To Evaluate the Immunogenicity and Safety of Inactivated Hepatitis A Vaccine

Hepatitis A Vaccine Clinical Trial

— VITHA-C  

Official title:

A Randomized, Double-blind, Multi-center, Active-controlled, Parallel-designed, Phase III Clinical Trial to Evaluate the Immunogenicity and Safety of Inactivated Hepatitis A Vaccine in Korean Healthy Children Aged 12~23 Months

Clinical Trial Details — Status: Completed

Administrative data

• NCT number: NCT03654664
• Other study ID #: BR-HAV-CT-301
• Status: Completed
• Phase: Phase 3
• Start date: June 20, 2017
• Est. completion date: June 24, 2019

Study information

• Verified date: July 2023
• Source: Boryung Pharmaceutical Co., Ltd
• Contact: n/a
• Is FDA regulated: No
• Study type: Interventional

Clinical Trial Summary

The purpose of this study is to evaluate the immunogenicity and safety after one primary dose and one additional dose of inactivated hepatitis A vaccine are administered in Korean healthy children aged 12-23 months.

Description:

The objective of this study is to evaluate the immunogenicity and safety after one primary dose and one additional dose (administered twice in total at an interval of 6 months) of inactivated hepatitis A vaccine are administered in Korean healthy children aged 12-23 months.
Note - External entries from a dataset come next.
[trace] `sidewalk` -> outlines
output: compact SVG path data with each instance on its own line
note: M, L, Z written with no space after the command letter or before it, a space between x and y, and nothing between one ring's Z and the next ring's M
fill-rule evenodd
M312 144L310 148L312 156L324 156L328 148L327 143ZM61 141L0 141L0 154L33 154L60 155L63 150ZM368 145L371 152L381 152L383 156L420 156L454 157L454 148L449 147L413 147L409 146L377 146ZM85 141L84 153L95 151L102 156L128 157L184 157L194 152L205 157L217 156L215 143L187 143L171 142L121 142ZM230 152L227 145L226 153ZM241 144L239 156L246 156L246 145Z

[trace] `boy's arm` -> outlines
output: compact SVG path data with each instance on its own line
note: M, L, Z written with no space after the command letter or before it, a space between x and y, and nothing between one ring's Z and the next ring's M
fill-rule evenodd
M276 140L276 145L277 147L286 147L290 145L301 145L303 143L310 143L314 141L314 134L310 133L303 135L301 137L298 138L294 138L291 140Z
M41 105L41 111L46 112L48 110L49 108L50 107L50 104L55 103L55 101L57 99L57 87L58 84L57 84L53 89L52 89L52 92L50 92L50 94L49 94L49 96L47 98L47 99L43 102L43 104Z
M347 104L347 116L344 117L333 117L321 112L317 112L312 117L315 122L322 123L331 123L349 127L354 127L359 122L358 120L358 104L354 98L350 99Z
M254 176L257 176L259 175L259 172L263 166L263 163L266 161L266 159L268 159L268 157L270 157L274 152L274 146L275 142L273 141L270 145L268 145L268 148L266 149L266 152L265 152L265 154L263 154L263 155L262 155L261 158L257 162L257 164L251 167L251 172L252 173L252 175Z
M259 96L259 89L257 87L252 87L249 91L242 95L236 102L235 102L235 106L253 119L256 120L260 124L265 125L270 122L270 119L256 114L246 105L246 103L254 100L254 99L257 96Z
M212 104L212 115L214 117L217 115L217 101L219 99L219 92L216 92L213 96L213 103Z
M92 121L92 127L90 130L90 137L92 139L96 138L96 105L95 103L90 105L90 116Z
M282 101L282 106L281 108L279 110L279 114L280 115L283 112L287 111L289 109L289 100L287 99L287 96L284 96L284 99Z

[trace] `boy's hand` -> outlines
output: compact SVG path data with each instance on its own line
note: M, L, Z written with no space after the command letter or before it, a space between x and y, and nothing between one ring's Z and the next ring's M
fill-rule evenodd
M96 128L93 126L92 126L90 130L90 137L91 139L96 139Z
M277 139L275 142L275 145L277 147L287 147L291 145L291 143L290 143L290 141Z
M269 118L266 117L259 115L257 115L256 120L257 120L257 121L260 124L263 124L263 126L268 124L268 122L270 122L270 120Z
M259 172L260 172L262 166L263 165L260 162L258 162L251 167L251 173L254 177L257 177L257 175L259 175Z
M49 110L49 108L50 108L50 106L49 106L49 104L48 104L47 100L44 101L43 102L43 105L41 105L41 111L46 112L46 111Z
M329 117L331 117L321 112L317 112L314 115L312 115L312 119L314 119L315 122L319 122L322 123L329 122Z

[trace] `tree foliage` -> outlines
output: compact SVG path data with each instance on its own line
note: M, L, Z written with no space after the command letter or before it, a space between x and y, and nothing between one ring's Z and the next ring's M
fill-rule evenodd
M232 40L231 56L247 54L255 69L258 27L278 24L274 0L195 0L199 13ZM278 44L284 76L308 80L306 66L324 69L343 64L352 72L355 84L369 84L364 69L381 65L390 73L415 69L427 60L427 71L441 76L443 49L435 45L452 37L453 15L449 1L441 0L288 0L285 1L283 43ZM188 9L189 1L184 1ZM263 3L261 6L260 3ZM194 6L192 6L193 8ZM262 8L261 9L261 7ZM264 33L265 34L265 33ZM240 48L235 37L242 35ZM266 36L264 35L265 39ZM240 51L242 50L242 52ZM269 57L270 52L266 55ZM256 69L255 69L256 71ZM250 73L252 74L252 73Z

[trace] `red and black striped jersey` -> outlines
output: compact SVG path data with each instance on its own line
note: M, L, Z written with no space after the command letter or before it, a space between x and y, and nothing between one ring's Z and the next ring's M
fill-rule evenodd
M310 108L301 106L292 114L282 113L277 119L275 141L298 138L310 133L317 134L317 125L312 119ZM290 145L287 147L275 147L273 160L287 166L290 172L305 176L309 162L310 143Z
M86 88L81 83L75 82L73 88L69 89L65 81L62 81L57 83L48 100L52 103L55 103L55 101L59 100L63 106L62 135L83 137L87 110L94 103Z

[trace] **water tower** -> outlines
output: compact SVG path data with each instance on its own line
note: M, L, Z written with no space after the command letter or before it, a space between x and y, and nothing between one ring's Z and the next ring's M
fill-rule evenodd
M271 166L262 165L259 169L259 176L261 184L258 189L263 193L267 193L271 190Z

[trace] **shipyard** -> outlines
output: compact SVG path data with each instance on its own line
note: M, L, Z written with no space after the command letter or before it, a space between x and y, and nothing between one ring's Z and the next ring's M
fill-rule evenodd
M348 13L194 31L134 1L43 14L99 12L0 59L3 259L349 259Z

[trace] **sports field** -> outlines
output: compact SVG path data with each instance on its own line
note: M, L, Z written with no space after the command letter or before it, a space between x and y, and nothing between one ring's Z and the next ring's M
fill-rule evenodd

For this, a two-group comparison study will be conducted using a previously approved inactivated hepatitis A vaccine (Havrix Inj., manufactured by GSK) as the control vaccine to prove that the immunogenicity of the test vaccine treatment group is not inferior to the control vaccine treatment group and to statistically confirm that there is no difference in safety.

Recruitment information / eligibility

• Status: Completed
• Enrollment: 119
• Est. completion date: June 24, 2019
• Est. primary completion date: June 24, 2019
• Accepts healthy volunteers: Accepts Healthy Volunteers
• Gender: All
• Age group: 12 Months to 23 Months

Eligibility

Inclusion Criteria:

• A child whose parents or representative provided written consent

• A Korean child aged 12-23 months on the day of the first vaccination

• No history of hepatitis A or a having hepatitis A vaccination

• A child who was determined by the investigator that there is no problem with the participation in the clinical study according to the medical history and physical examination results

Exclusion Criteria:

• Tympanic temperature of 38? or above within 48 hours prior to the vaccination or on the day of vaccination

• Moderate to severe acute or chronic infectious disease on the day of vaccination

• History of sensitivity to the following drugs: neomycin, formaldehyde, gentamicin sulfate, any preventive vaccines

• Disorders in the immune system, or congenital or acquired immunodeficient diseases

• Received immunosuppressive dose of systemic corticosteroids therapy within 12weeks days before vaccination

• A child with uncontrolled epilepsy or neurological disorders

• Planned with other vaccine within 4 weeks after the vaccination date

• Administered with other vaccine within 4 weeks prior to the vaccination date

• Used immunoglobulin formulation or human plasma, or received a transfusion within 12 weeks prior to the vaccination date

• A child who has participated or is participating in another clinical trial within 12 weeks prior to the vaccination date(systemic corticosteroids administered at doses corresponding to =0.5 mg/kg/day of prednisolone for 14 consecutive days or less is exceptionally allowed)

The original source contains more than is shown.